Cinema com Rapadura

OPINIÃO   quinta-feira, 14 de junho de 2018

A Morte de Stalin (2017): a acidez da URSS

Em um longa igualmente engraçado e agressivo, Armando Iannucci nos brinda com um exemplar excepcional do gênero do humor negro.

Tragédia e comédia, por mais contrastantes que possam parecer, são estilos destinados a caminharem juntos. E o gênero do humor negro é, de longe, o que melhor trabalha essa dualidade nos cinemas. Seja abordando críticas sociais pesadas ou questionando o horror do ódio e da violência, esta categoria não chega a tratar esses temas de forma leve, mas possui um sabor agridoce que não costuma agradar a todos. “A Morte de Stalin” é mais um ótimo produto desse modelo, capaz de nos fazer rir e, ao mesmo tempo, nos fazer indagar se realmente é certo zombar disso.

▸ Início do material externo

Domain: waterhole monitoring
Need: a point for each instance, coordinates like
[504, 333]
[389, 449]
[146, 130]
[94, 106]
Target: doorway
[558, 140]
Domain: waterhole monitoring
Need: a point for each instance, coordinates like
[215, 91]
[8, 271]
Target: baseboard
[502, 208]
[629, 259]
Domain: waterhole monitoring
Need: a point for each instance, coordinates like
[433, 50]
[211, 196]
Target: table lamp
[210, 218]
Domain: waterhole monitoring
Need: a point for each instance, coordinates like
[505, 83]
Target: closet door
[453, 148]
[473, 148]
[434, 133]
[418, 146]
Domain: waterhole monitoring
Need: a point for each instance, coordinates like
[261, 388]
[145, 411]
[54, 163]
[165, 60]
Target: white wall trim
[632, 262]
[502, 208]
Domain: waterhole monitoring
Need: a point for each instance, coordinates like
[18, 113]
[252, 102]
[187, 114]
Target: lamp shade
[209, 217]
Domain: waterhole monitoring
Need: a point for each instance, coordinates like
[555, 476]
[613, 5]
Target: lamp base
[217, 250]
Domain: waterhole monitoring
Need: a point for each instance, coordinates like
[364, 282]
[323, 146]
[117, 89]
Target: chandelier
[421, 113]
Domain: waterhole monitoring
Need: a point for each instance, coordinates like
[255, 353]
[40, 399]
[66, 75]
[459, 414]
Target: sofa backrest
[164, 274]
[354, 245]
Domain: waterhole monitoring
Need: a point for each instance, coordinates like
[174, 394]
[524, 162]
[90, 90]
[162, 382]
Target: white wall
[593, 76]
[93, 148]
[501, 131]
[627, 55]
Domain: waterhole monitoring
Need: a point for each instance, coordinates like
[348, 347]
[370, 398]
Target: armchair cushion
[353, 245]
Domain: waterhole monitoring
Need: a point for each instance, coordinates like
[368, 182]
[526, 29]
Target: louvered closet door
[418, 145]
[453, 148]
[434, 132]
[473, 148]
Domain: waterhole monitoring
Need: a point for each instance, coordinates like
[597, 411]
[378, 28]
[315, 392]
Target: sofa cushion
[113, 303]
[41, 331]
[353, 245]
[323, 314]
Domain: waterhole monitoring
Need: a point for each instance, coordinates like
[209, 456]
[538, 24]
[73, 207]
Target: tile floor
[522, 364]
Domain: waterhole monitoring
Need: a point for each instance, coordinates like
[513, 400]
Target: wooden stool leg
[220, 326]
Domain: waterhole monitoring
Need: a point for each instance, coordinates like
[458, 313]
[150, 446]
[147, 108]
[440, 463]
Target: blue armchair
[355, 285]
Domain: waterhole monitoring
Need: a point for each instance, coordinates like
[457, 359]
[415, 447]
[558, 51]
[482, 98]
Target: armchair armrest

O longa conta a história imediatamente posterior à morte do ditador soviético, usando os fatos já conhecidos com algumas liberdades, porém sempre de forma bastante irônica. Essa decisão dá o tom de todo o filme, que mesmo flertando com o documentário dramatizado, sempre deixa claro que se trata de uma sátira. O que vemos em seguida é a representação de como o comitê do partido comunista definiu a sucessão de poder na URSS de forma tão estapafúrdia e mirabolante, que chega a ser impossível desacreditar que tudo aquilo aconteceu de fato.

Fazer humor ácido com qualidade é uma das tarefas mais árduas do cinema. E, felizmente, esta é a maior qualidade vista no filme. Por mais que as sequências iniciais lembrem muito mais uma comédia pastelão, cheia de trapalhadas e escatologia – algo que aconteceu também na história real -, o início da corrida pelo poder é o que mostra a verdadeira face de cada um (destaque para o termo “corrida”, que rende ótimas tiradas cômicas entre os personagens). De fato, não existem mocinhos nessa narrativa, mas apenas pessoas sedentas por prestígio e influência que farão de tudo, cada uma a sua maneira, para chegar ao topo.

As atuações são o ponto forte da obra. Chega a ser surpreendente como ninguém do elenco principal está menos do que ótimo no filme. Evidente que Steve Buscemi (“Lá Vêm os Pais”) e Simon Russell Beale (“A Lenda de Tarzan”), respectivamente como Nikita Khrushchev e Lavrenti Beria, se destacam por seus papéis de maior importância na vida real, mas ninguém perde a oportunidade de brilhar. Os diálogos, além de muito bem escritos, fluem maravilhosamente nas bocas dos atores, algo de suma importância para manter o ritmo dinâmico da produção, que não cansa o público em nenhum momento. Jeffrey Tambor (“Se Beber, Não Case! Parte III”) como Georgy Malenkov é um dos pontos altos, sendo a ovelha ingênua que todos os lobos sedentos buscam devorar. Já Jason Isaacs (“A Cura”) rouba a cena sempre que aparece como o lendário marechal de campo Gueorgui Zhukov, muito por causa de sua atuação escrachada. Entretanto, ele acabou sendo o alvo de maior polêmica entre os russos na vida real, muito devido ao “desrespeito” com a figura histórica do militar.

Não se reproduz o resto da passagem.